Weldon took a draw on his cigar, then opened his mouth. The smoke wafted away, guided by the chaos of the air around it. The smoker was amused to take no active part in directing the vapor. "Here's a question for you," he said to the other men at the large table. "Naturally, it's about a woman."
Cooper said, "I'll just say 'no' in advance. Whatever cock-and-bull nonsense you fabricate, Weldon, you won't be able to justify a woman's faithlessness. She will be wrong, and must never be forgiven."
The other men chuckled, and Weldon joined in. "If you decline to participate, Cooper, that's your choice. Everyone else generally finds these discussions amusing." He looked around the table and asked, "Shall I proceed?"
"Certainly, Weldon," said Sturgis, picking up the whiskey glass that a waiter had set before him. "Your fancies are a major reason for my membership in this club. While I share Cooper's opinion of the women in your recitals, I enjoy their excursions as they fall from grace."
"In this one," said Weldon, "the excursions are not provocatively detailed, I'm afraid. You might think of this as an ethical puzzle."
"Ah, good!" said Moore. "'Puzzle' was once a word for 'slut!'"
The laughter in the room was much louder now. Weldon waited through it with a smile, then began the preamble to his question.
"Consider this. A man and a woman get married, under the sanctity of a church. She is a virgin at the altar, with her virtue unsullied. Her vows, imposed by the church, are to love, honor, and obey her husband. His vows are to love and cherish his wife."
"What leads her astray?" asked Sturgis eagerly, leaning closer.
"Nothing. In all of her thoughts and actions, she is a perfect wife. Her undoing is caused by her husband."
"How?" asked Pettigrew.
"One day, a rich man in a carriage chances to pass by the couple's modest cottage. The wife is between the cottage and the road, churning butter. She is young and fair, and the rich man is driven to lust for her. He calls out to the husband, who is nearby, shoeing a horse: 'Send your comely wife to my manor, and I will pay you ten thousand crowns, so that I may swive her for the entire night!'
'Done!' declares the husband. 'Margaret, hie yourself to the manor, and accept without complaint whatever this gentleman does to you, and comply with all of his requests for services.'
"Yes!" hissed Sturgis. "Services!"
"So, Gentlemen," said Weldon. "The husband has commanded his wife to submit sexually to the rich man. What should the wife do?"
"Refuse the tycoon's advances, of course," said Cooper. "She must be faithful to her husband."

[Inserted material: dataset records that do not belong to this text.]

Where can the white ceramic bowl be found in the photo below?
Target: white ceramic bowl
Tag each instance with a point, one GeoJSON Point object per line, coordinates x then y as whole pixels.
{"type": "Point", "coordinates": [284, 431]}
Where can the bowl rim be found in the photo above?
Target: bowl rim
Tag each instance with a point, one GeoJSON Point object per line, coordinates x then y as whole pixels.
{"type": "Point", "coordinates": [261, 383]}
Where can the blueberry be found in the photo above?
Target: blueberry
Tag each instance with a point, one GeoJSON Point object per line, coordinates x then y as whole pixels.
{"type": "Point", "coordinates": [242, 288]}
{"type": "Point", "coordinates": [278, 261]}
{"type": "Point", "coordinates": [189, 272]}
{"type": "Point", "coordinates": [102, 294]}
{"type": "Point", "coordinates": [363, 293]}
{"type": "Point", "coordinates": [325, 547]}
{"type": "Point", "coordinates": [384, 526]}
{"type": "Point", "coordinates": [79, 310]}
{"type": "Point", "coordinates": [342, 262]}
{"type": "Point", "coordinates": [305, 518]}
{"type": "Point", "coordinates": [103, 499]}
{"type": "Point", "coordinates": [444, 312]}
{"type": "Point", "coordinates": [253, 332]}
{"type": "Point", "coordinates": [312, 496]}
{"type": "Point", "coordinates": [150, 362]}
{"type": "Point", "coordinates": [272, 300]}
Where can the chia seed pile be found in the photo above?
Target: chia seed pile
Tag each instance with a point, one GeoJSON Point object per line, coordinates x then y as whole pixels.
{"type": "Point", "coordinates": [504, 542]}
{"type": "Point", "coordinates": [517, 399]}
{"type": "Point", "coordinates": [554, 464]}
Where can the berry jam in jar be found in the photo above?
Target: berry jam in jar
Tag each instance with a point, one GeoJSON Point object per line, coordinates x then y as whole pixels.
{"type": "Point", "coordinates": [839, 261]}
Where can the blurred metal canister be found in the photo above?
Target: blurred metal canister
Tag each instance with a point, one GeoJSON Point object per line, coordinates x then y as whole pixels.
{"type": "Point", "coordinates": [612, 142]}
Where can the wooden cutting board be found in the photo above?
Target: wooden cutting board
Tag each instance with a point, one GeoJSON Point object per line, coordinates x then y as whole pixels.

"Yet, under her vows, she must obey her husband. He has told her to abase herself. If she obeys his command, is she a slut?"
Into the silence of the befuddled Cooper, and through the stratum of fragrant smoke, moved a white-haired and -bearded man. "Good evening, Gentlemen," he rumbled, taking a chair at the table with an ease that belied his age. "Have I missed anything?" He withdrew a cigar from an inside pocket of his blazer, and began cutting the tip.
"Hello, Donavan," said Moore. "Weldon here has been regaling us with a conundrum. It's quite ribald, I'm afraid."
"Jolly good!" said Donavan, splitting his beard with a grin. There was a general chuckle. "Pray continue, Weldon."
Weldon summarized the matter for the newcomer. Then he said, "Could the wife have some freedom of action here? Her vows are to love, honor, and obey. The first two she must do at all times, but she need only do the third, obey, when the husband gives her an order. If he has never forbidden her to do what I will call 'Action A,' could she use that to remedy her situation?"
"And what, pray tell, is your 'Action A?'" asked Moore.
"Slaying her husband," said Weldon.
Several of the men gasped in shock.
"Murder is a mortal sin!" declared Pettigrew, aghast.